Forty years of neglect had transformed the women's room in Ala Ruiz Park into pagan temple ruins. Ivy had swallowed the squat, concrete building, and runes crawled on the walls. And Jackie was pretty sure a child had drowned in the large, doorless stall closest to the wall

“It’ll be okay,” the operator said gently. “I’m here to help.”

What a lovely voice. His strangled scream would shatter that honey tone, tearing itself from his throat. Jackie smiled.

“The police will be there soon,” the operator said. “They will be able to take care of you. I’ll stay on the line for as long as you need-”

Static.

“What the Hell?” Jackie tapped the screen. “This is an iPhone-”

“Hey, you. Demon scum.”

“Oh.” Jackie scowled. “Hector. How sweet of you to call. How has Hell been treating you?”

“I know your game. You’re sloppy and lazy and predictable. Call who you like, but I’ll always answer. I’m cutting your strings.”

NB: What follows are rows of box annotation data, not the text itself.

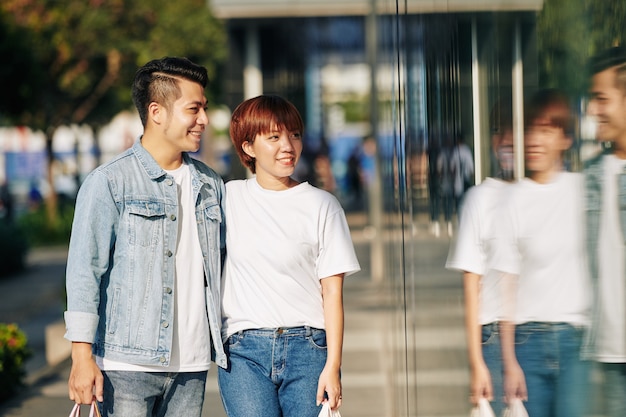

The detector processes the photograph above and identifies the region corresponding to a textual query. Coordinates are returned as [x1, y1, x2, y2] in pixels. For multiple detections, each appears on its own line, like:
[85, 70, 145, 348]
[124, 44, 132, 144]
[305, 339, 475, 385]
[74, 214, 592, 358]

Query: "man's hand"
[68, 342, 104, 404]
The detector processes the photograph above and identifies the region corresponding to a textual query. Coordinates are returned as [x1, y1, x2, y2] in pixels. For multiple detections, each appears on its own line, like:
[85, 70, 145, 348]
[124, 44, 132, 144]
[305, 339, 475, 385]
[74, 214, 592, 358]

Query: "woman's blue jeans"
[482, 322, 504, 416]
[218, 327, 326, 417]
[515, 322, 590, 417]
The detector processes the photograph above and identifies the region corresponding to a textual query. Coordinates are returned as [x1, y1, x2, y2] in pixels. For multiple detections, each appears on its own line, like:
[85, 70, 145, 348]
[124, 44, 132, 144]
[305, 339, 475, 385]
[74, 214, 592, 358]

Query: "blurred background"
[0, 0, 626, 416]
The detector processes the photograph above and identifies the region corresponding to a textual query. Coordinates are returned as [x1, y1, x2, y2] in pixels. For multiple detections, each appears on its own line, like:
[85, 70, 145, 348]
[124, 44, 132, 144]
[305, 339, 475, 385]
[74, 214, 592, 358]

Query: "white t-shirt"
[96, 164, 211, 372]
[494, 172, 591, 326]
[222, 178, 360, 339]
[446, 178, 509, 325]
[595, 155, 626, 363]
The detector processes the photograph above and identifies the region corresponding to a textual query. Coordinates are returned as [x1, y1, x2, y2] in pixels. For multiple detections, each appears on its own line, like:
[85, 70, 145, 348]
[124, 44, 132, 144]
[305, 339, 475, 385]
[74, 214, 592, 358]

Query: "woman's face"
[242, 127, 302, 182]
[524, 119, 571, 182]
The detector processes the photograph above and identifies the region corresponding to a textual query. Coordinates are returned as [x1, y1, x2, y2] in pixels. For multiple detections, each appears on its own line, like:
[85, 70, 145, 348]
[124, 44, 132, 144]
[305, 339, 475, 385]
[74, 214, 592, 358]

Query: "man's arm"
[68, 342, 104, 404]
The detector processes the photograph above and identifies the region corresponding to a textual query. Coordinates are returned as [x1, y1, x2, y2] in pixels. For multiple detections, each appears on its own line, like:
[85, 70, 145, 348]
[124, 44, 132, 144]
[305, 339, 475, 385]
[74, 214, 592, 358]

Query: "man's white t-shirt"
[222, 178, 360, 340]
[494, 172, 591, 326]
[96, 164, 211, 372]
[594, 155, 626, 363]
[446, 178, 509, 325]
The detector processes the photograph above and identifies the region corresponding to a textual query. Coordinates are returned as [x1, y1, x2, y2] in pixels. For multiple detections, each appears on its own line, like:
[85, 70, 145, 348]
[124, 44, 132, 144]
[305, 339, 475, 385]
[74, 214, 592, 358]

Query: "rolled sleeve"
[64, 311, 100, 343]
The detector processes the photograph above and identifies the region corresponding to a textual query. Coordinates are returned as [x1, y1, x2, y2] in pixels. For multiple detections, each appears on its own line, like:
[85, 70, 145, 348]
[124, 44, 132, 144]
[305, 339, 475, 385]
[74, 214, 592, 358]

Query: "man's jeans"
[218, 327, 326, 417]
[515, 322, 590, 417]
[600, 363, 626, 417]
[102, 371, 207, 417]
[482, 323, 504, 416]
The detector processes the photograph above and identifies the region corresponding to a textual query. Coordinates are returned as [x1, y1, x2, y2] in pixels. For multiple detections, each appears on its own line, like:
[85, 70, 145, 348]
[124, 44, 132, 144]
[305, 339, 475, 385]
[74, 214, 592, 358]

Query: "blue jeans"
[600, 363, 626, 417]
[515, 322, 590, 417]
[218, 327, 326, 417]
[482, 323, 504, 416]
[102, 371, 207, 417]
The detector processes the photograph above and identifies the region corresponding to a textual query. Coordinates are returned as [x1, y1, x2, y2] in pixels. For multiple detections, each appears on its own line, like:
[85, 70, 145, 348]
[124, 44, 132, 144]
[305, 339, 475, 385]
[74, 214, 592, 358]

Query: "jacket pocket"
[126, 200, 165, 247]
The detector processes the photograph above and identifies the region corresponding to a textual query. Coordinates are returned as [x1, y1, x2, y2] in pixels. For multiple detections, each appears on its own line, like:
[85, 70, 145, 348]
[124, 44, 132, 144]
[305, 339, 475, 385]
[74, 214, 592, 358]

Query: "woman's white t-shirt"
[494, 172, 591, 326]
[446, 178, 510, 325]
[222, 178, 360, 339]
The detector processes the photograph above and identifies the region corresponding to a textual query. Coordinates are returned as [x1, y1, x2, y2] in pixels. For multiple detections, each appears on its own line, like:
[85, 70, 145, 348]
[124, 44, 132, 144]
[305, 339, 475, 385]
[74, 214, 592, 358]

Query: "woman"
[496, 90, 591, 417]
[219, 95, 360, 417]
[446, 101, 513, 416]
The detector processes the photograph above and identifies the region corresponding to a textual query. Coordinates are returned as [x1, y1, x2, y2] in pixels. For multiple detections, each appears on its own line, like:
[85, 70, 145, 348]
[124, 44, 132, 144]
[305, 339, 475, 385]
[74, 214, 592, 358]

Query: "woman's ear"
[241, 141, 256, 158]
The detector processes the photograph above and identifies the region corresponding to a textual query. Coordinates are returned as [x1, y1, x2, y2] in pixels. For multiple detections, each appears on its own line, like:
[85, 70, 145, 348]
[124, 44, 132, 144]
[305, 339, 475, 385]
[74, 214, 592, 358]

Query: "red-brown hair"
[230, 95, 304, 174]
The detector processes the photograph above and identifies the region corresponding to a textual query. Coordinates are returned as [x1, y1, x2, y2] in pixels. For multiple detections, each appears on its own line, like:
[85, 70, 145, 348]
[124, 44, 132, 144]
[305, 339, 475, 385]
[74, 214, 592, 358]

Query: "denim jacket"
[65, 140, 226, 367]
[584, 152, 626, 355]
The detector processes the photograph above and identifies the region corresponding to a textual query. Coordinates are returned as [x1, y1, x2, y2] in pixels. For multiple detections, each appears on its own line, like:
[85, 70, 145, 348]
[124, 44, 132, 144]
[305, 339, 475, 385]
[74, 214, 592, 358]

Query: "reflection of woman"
[495, 90, 591, 417]
[219, 96, 359, 417]
[446, 101, 513, 415]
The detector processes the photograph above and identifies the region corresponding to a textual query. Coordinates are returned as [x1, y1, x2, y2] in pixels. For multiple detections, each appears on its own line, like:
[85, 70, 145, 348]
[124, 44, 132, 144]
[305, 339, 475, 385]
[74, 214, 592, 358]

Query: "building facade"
[211, 0, 543, 416]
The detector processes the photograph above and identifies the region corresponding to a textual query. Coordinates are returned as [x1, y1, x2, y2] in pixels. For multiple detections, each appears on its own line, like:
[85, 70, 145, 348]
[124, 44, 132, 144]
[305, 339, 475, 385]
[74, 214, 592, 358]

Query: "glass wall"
[370, 1, 538, 416]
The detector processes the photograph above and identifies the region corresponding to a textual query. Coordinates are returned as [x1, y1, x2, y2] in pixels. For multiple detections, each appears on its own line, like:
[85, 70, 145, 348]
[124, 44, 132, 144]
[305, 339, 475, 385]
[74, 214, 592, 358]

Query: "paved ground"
[0, 216, 601, 417]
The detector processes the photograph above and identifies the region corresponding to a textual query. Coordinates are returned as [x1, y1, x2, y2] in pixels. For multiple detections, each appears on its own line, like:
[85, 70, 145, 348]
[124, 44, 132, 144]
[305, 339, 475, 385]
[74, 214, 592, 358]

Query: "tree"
[537, 0, 626, 97]
[0, 0, 226, 221]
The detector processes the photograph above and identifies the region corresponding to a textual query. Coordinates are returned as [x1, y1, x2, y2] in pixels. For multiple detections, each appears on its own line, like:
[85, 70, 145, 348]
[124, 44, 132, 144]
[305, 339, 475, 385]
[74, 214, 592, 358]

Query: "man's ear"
[241, 141, 256, 158]
[148, 101, 165, 124]
[562, 135, 574, 151]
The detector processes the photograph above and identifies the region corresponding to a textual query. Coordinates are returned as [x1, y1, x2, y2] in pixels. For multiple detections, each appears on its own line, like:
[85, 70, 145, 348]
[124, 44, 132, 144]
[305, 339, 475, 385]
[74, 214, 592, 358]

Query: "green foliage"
[0, 0, 226, 131]
[0, 221, 28, 277]
[537, 0, 626, 97]
[18, 203, 74, 246]
[0, 323, 32, 402]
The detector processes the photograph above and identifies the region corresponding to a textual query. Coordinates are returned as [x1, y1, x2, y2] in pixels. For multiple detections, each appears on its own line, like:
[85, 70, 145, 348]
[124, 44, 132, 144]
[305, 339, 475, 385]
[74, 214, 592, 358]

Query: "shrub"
[0, 323, 32, 401]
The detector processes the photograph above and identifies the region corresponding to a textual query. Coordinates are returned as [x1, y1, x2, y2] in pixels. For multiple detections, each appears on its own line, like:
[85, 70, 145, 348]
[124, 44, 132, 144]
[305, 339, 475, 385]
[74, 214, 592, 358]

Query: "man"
[585, 47, 626, 417]
[65, 57, 226, 417]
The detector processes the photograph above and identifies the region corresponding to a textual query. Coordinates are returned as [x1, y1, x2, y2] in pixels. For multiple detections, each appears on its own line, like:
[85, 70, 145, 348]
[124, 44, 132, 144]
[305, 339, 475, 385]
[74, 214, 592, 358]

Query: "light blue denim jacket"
[584, 152, 626, 357]
[65, 140, 226, 367]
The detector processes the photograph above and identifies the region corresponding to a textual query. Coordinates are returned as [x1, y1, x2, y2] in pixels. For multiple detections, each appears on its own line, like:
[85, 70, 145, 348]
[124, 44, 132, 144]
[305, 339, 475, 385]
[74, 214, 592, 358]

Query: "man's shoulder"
[188, 157, 223, 182]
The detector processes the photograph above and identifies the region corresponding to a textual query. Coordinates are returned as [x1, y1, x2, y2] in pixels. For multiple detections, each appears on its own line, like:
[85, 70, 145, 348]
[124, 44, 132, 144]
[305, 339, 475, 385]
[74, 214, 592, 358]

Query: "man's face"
[163, 80, 209, 152]
[587, 68, 626, 145]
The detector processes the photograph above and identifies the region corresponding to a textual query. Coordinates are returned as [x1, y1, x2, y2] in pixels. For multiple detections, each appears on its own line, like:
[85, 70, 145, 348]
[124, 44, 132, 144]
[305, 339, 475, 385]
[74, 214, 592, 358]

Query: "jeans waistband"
[237, 326, 324, 337]
[515, 321, 585, 332]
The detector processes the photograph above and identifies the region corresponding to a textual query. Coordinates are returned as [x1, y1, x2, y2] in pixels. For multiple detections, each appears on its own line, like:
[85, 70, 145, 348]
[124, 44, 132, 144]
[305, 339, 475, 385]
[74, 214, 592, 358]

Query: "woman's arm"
[317, 274, 343, 410]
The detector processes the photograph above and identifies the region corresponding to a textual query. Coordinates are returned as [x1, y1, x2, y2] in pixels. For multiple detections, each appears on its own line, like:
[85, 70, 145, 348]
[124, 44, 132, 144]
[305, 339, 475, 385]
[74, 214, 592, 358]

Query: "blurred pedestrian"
[495, 90, 591, 417]
[65, 57, 226, 417]
[584, 47, 626, 417]
[446, 100, 513, 416]
[218, 95, 359, 417]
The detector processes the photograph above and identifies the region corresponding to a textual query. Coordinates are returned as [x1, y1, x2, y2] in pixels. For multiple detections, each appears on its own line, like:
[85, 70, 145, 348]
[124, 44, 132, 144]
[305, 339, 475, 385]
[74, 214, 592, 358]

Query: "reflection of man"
[585, 47, 626, 417]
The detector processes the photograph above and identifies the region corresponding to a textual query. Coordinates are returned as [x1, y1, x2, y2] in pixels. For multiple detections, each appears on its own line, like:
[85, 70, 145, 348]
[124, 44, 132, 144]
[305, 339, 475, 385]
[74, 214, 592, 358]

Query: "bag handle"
[69, 401, 102, 417]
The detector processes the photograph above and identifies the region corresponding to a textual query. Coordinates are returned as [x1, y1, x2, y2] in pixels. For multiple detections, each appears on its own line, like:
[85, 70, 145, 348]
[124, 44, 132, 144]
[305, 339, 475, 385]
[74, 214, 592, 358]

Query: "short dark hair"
[230, 95, 304, 174]
[524, 88, 574, 135]
[132, 57, 209, 127]
[589, 46, 626, 94]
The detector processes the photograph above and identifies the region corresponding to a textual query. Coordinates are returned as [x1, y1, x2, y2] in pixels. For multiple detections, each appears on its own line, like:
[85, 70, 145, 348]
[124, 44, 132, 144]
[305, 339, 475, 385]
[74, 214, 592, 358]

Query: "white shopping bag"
[470, 397, 496, 417]
[69, 401, 100, 417]
[317, 401, 341, 417]
[502, 398, 528, 417]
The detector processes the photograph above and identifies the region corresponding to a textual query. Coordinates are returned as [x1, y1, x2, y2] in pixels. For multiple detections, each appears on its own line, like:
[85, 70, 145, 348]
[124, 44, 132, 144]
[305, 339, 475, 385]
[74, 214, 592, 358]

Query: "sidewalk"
[0, 217, 404, 417]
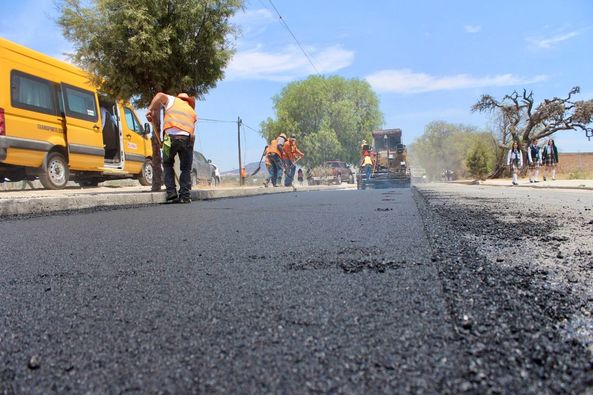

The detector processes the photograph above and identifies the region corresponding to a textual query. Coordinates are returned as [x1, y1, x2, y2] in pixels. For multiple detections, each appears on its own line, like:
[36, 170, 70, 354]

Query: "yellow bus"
[0, 38, 152, 189]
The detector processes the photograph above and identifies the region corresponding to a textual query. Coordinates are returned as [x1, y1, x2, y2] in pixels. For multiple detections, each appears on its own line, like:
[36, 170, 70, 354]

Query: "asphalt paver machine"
[356, 129, 411, 189]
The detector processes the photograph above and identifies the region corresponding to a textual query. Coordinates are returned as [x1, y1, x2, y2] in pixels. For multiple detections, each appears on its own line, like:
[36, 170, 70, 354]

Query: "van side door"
[122, 105, 147, 174]
[61, 83, 105, 171]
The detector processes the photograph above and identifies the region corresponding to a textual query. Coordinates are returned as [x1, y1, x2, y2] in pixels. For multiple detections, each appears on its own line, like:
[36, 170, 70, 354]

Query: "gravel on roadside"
[415, 186, 593, 394]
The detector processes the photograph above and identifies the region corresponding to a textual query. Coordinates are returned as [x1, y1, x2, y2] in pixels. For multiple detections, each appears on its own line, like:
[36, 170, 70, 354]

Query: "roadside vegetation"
[472, 86, 593, 178]
[261, 76, 383, 167]
[410, 121, 496, 180]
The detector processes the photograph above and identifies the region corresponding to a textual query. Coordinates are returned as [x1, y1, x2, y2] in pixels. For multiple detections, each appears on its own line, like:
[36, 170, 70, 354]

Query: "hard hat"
[177, 92, 196, 109]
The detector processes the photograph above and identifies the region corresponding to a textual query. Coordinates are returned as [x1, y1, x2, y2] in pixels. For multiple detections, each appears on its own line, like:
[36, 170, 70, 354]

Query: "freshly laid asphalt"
[0, 184, 593, 394]
[0, 189, 460, 394]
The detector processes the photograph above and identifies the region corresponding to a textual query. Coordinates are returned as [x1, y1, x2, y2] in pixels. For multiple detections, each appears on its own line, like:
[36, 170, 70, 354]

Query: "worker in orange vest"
[264, 145, 272, 188]
[146, 92, 198, 203]
[266, 133, 286, 187]
[284, 136, 305, 187]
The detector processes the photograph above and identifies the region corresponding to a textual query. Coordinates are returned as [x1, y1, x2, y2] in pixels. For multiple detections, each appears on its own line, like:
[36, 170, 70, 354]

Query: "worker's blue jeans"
[163, 136, 194, 198]
[284, 159, 296, 187]
[364, 165, 373, 180]
[269, 154, 282, 186]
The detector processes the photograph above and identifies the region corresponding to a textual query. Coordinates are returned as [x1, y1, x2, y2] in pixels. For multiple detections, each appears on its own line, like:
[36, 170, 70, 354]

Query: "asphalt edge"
[0, 185, 351, 217]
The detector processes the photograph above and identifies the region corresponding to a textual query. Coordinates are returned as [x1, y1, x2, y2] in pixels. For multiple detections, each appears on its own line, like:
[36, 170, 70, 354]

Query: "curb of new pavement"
[446, 179, 593, 191]
[0, 185, 352, 217]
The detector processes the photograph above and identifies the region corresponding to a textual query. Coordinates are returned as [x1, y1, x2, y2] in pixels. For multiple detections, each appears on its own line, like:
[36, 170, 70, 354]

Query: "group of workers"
[507, 139, 558, 185]
[146, 92, 304, 203]
[263, 133, 305, 187]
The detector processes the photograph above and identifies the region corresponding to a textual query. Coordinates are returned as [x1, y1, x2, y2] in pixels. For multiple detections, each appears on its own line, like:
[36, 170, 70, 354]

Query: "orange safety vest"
[163, 97, 198, 135]
[268, 139, 286, 158]
[282, 140, 296, 162]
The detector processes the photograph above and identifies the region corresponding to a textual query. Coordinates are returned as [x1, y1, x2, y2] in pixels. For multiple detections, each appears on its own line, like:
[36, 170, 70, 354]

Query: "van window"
[62, 84, 99, 122]
[10, 70, 57, 115]
[124, 107, 144, 134]
[196, 152, 206, 162]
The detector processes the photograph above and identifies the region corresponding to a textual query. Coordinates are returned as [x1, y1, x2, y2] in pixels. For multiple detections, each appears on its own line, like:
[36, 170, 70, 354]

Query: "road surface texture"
[417, 184, 593, 394]
[0, 185, 593, 394]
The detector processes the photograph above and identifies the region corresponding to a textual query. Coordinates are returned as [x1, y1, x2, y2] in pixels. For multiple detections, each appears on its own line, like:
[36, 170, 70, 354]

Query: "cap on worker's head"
[177, 92, 196, 109]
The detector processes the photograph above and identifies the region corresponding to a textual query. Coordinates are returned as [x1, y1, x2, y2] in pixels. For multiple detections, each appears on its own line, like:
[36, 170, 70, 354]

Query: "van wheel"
[39, 152, 70, 189]
[78, 178, 99, 187]
[138, 159, 153, 187]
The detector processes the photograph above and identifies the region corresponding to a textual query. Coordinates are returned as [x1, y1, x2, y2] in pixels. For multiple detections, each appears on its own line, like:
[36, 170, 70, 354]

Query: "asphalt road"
[0, 184, 593, 394]
[0, 189, 457, 393]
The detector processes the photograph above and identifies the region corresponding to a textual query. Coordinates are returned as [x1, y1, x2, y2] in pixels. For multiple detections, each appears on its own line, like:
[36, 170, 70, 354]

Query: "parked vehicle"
[191, 151, 215, 185]
[0, 38, 152, 189]
[308, 160, 355, 185]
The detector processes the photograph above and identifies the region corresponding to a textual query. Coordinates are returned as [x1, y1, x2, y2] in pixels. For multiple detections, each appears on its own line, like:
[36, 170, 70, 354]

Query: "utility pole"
[237, 117, 245, 186]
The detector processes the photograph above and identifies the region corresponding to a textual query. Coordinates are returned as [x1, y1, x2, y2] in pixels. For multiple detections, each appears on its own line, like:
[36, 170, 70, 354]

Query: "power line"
[198, 118, 237, 123]
[243, 124, 261, 133]
[268, 0, 321, 74]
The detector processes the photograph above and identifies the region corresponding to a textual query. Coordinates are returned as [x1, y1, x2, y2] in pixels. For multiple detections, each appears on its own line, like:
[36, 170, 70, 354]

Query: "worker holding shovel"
[146, 92, 198, 203]
[284, 136, 305, 187]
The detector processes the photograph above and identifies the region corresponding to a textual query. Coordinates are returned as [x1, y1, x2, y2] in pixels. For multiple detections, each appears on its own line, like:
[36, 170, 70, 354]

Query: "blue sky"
[0, 0, 593, 171]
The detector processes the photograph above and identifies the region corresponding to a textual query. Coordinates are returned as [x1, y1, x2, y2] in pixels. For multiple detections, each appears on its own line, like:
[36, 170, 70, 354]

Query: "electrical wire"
[198, 118, 237, 123]
[268, 0, 321, 75]
[243, 124, 261, 133]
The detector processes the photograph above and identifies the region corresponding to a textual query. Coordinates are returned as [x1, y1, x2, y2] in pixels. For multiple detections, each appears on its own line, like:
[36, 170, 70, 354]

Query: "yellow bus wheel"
[39, 152, 70, 189]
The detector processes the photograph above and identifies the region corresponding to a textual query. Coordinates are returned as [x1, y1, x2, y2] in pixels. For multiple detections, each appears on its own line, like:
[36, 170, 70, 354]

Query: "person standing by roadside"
[146, 92, 198, 203]
[542, 139, 558, 181]
[361, 153, 373, 181]
[267, 133, 286, 187]
[507, 141, 523, 185]
[212, 164, 220, 186]
[284, 137, 304, 187]
[527, 139, 542, 182]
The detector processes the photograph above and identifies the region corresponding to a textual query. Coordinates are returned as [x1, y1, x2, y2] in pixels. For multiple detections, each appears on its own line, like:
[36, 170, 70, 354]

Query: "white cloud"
[366, 69, 548, 93]
[463, 25, 482, 33]
[528, 31, 581, 49]
[226, 46, 354, 81]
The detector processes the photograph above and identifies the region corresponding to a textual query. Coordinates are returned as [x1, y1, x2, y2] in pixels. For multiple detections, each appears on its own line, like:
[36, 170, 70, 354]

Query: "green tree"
[58, 0, 243, 107]
[262, 76, 383, 166]
[465, 142, 491, 180]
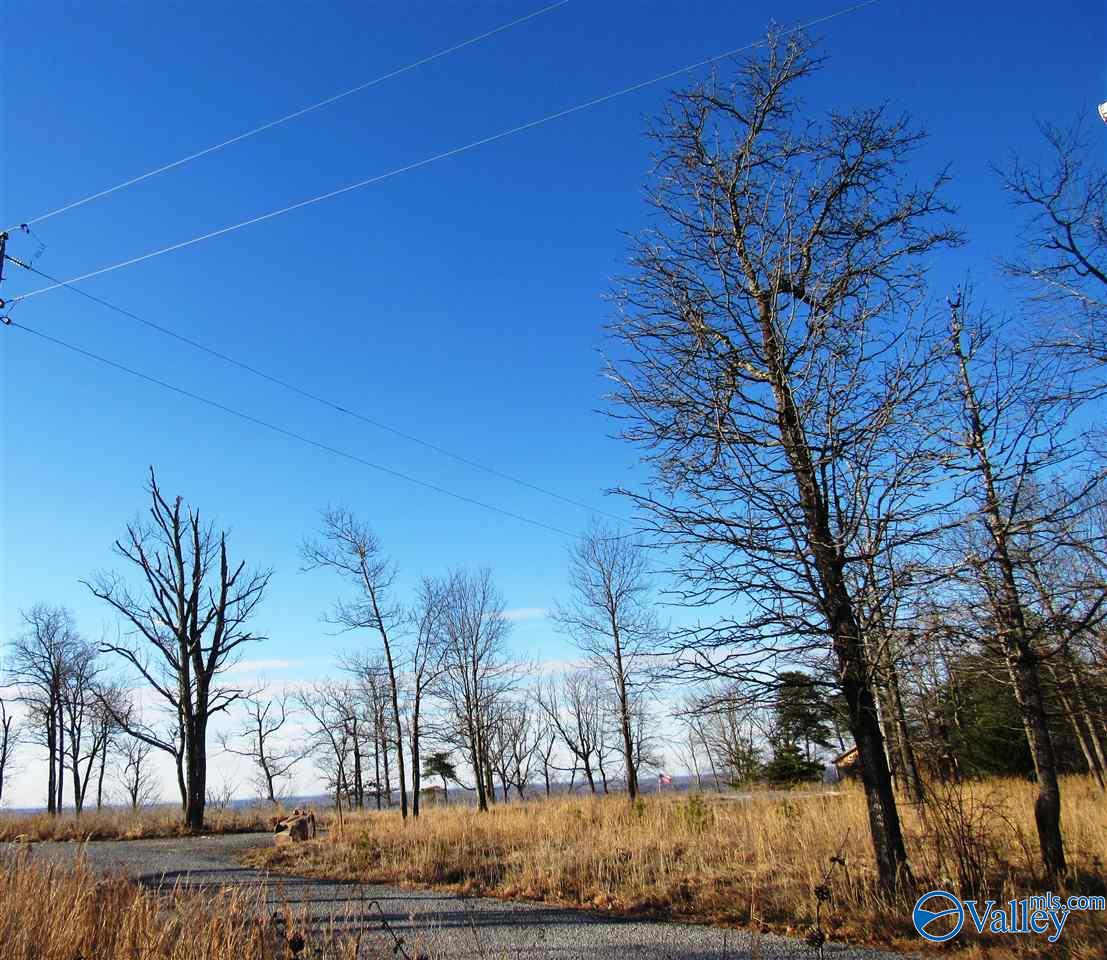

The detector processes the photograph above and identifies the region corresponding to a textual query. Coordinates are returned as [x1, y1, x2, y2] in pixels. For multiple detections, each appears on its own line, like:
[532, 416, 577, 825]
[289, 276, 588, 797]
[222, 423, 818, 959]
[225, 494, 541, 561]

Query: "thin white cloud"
[504, 607, 550, 622]
[227, 660, 303, 673]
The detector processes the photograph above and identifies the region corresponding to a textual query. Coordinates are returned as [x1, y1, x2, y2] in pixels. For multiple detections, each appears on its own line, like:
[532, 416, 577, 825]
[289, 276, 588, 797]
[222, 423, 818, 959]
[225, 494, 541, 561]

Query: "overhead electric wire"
[24, 259, 623, 523]
[8, 320, 577, 539]
[9, 0, 879, 303]
[8, 0, 569, 230]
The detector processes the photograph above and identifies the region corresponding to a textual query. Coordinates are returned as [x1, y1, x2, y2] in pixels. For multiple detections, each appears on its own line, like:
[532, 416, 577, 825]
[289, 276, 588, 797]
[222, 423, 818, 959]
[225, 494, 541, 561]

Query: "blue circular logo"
[911, 890, 965, 943]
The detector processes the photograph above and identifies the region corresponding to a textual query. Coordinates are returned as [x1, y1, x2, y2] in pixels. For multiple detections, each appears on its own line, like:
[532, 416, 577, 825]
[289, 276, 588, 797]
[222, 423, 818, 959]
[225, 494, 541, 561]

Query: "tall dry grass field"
[251, 777, 1107, 960]
[0, 855, 367, 960]
[0, 806, 273, 843]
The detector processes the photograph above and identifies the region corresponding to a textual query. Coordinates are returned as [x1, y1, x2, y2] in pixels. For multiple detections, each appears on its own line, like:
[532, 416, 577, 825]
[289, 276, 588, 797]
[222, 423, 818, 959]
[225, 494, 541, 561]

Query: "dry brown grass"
[0, 855, 374, 960]
[0, 806, 273, 843]
[251, 777, 1107, 960]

Jackie pulled out her nail polish. “I think you mean ‘clipping my wings’.”

“Whatever. Same thing.”

“You’re too late.” Jackie blew on her nails. “I already placed the call to the police. Your baby brother’s going to get stung no matter how many calls you block.”

Hector paused. “Whether you ruin him or not, I’m waiting for you. You don’t understand our positions.”

“I understand them perfectly!” Jackie jabbed a thumb at her chest so hard it stung. “I am alive. You are not just dead, but burning in Hell, where you damn well belong!”

“You’re wrong. I’m not burning in Hell as punishment. I’m your punishment.”

“You’re lying,” seethed Jackie. “You’d give up a whole eternity to torture me?”

“Die, you filthy germ,” Hector said before hanging up.

A crack split her reflection in spiderweb fractals. Jackie ran a hand through her caramel-colored pixie cut. She swept a touch more concealer under her eyes. Her reflection’s cracked face shot her an approving smile.

“He’s lying,” she told the woman in the looking glass. “He can’t touch me.”

She stepped out of the women’s room, where the sheep-faced old woman waited. Jackie handed her back her cell phone with as grateful a smile as she could muster.

“How did it go?” The old woman’s craggy crow fingers closed around the cell. “Were you able to reach your uncle?”

Jackie nodded. “Thank you so much for your help. I don’t know what I would have done.”

“You’re very welcome. I’m happy to help.”

The Luque family won’t thank you. Jackie almost snorted when she imagined Hector Luque’s face. Would he give this old fool Hell, too? A kind old woman who wanted nothing more than to help?

No, she decided as she turned and walked away. He was soft. When she left this Earth, she would be rid of the Luques forever.

The Luque house was unkempt and overgrown. The roots of a looming avocado tree broke the path into a treacherous mess of crumbling cement. The kitchen window was open and the lights were dark.

Jackie took a tentative leap over the fence, creeping up to the rough stucco wall.

Dogs closed in on all sides in an explosion of barks, spittle flying from their gaping jaws. Jackie dashed for the fence, only to face a snarling mastiff.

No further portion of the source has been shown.